L’actualité américaine récente semble confirmer l’analyse de Jed S. Rakoff. En juillet, 2014, Citigroup acceptait de s’acquitter de 7 milliards $[9] pour mettre un point final à l’enquête pénale du Département de la Justice concernant ses agissements dans le marché des subprimes. Un mois après, Bank of America s’est engagée à verser 17 milliards $[10] pour faire amende honorable au nom de Merrill Lynch qu’elle avait absorbée en 2009. Déjà en novembre 2013, JP Morgan Chase était allé à Canossa en acceptant de payer 13 milliards $[11] pour clore les poursuites judiciaires contre Bear Sterns et Washington Mutual, elles aussi tombées dans son escarcelle pendant la crise de 2008, après avoir initialement proposé au Département de la Justice américain une indemnisation de seulement 3 milliards $.

Les sévères amendes qui ont frappé de grandes banques américaines seraient une raison d’espérer si elles n’étaient … partiellement déductibles des impôts. Ainsi dans l’accord avec JP Morgan Chase[12], 7 des 13 milliards $ pourront être soustraits des profits, car ils ne sont techniquement pas catalogués comme une amende mais un versement aux Etats fédérés pour les indemniser de leurs pertes. Cette déduction crée un aléa moral[13] car elle ravale une pénalité en frais de fonctionnement à ajouter au coût de faire des affaires. L’autre inconvénient (ou avantage, selon le point de vue où on se place), de ces règlements extra-judiciaires est que la partie qui accepte de régler le litige « à l’amiable » n’a finalement pas à reconnaître ses torts publiquement. Le paiement éteint l’action et la mauvaise publicité est chassée par l’actualité suivante.

Sévérité sélective

A la fin, il est frappant de constater que le Département de la Justice américain est beaucoup moins clément quand il s’agit d’autres déboires judiciaires que les conséquences des subprimes. Ainsi, trois des sentences les plus spectaculaires cette année ont concerné des banques étrangères opérant aux Etats-Unis et s’étant rendues coupables d’aide à la fraude fiscale ou de contournement des règles d’embargo décidées par le Département d’Etat en fonction des intérêts de la politique étrangère des Etats-Unis.

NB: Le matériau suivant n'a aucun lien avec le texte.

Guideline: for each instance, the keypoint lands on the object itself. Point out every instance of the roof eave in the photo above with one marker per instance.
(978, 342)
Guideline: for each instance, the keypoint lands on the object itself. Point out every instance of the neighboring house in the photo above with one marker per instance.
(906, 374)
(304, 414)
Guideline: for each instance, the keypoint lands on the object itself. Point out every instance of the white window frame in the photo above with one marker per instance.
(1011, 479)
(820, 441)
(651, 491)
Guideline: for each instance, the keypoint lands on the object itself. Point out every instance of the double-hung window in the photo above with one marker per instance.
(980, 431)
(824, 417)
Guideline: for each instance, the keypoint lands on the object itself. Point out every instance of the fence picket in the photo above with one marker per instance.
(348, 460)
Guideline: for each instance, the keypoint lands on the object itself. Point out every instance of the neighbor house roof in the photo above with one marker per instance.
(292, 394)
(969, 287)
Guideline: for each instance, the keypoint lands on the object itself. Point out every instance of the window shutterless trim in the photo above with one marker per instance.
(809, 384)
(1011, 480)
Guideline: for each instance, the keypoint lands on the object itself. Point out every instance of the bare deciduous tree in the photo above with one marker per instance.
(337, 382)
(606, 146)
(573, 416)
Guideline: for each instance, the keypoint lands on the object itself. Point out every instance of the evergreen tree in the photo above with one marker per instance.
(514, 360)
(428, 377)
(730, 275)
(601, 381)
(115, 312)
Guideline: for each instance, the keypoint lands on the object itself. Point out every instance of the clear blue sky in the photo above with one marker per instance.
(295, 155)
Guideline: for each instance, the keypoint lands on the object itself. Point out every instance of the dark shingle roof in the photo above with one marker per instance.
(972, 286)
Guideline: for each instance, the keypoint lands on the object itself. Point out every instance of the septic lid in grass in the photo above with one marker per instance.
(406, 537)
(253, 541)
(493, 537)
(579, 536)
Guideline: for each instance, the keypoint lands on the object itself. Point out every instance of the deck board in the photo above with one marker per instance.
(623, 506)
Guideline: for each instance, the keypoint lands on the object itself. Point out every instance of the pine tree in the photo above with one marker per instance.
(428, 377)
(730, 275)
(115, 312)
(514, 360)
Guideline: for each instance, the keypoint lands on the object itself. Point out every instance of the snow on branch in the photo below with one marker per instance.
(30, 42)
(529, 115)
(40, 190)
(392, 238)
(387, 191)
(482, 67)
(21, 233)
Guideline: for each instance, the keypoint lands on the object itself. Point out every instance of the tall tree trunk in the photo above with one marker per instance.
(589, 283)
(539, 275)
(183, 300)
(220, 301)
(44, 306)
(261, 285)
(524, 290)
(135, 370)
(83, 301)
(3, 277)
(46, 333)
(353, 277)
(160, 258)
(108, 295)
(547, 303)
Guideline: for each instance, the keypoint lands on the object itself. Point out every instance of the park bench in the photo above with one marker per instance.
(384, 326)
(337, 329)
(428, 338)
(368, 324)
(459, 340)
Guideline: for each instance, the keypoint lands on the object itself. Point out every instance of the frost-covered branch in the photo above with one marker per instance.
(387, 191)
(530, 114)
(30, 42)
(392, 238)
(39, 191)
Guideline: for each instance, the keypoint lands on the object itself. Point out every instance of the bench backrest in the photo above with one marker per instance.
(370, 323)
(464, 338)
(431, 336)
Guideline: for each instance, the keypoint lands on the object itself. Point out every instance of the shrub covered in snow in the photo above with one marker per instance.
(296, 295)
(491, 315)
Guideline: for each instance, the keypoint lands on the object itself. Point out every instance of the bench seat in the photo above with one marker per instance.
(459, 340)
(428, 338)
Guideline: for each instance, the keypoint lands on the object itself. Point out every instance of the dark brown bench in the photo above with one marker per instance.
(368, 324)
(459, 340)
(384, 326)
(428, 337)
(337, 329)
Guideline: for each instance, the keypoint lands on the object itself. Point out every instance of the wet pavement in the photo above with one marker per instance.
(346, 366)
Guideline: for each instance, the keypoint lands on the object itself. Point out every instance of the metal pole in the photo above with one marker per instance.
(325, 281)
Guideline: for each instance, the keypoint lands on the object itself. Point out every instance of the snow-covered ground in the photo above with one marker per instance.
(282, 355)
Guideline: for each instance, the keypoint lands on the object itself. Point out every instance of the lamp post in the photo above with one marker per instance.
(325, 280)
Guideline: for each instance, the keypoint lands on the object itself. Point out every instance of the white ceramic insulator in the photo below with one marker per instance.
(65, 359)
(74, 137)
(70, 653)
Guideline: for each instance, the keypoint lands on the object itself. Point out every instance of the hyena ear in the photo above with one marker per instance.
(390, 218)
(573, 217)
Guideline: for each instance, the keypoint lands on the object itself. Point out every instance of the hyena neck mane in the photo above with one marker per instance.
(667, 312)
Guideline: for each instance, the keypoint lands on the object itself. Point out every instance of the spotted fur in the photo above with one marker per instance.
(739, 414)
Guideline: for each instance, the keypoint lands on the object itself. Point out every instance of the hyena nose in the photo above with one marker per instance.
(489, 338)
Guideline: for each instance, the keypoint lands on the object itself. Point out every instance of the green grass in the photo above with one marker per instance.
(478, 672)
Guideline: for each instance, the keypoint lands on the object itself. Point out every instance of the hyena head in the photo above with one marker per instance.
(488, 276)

En mai 2014, Crédit Suisse a plaidé coupable pour avoir incité des contribuables américains à échapper au fisc en ouvrant des comptes secrets en Suisse. Il a accepté de payer 2,6 milliards $ de pénalités (non-déductibles des impôts)[14].

Dans le cadre d’une négociation en vue d’aboutir à un règlement extra-judiciaire, Commerzbank se voit imposer par le Département de la Justice de sanctionner son personnel qui se serait rendu coupable d’opérations bancaires avec l’Iran[15]. 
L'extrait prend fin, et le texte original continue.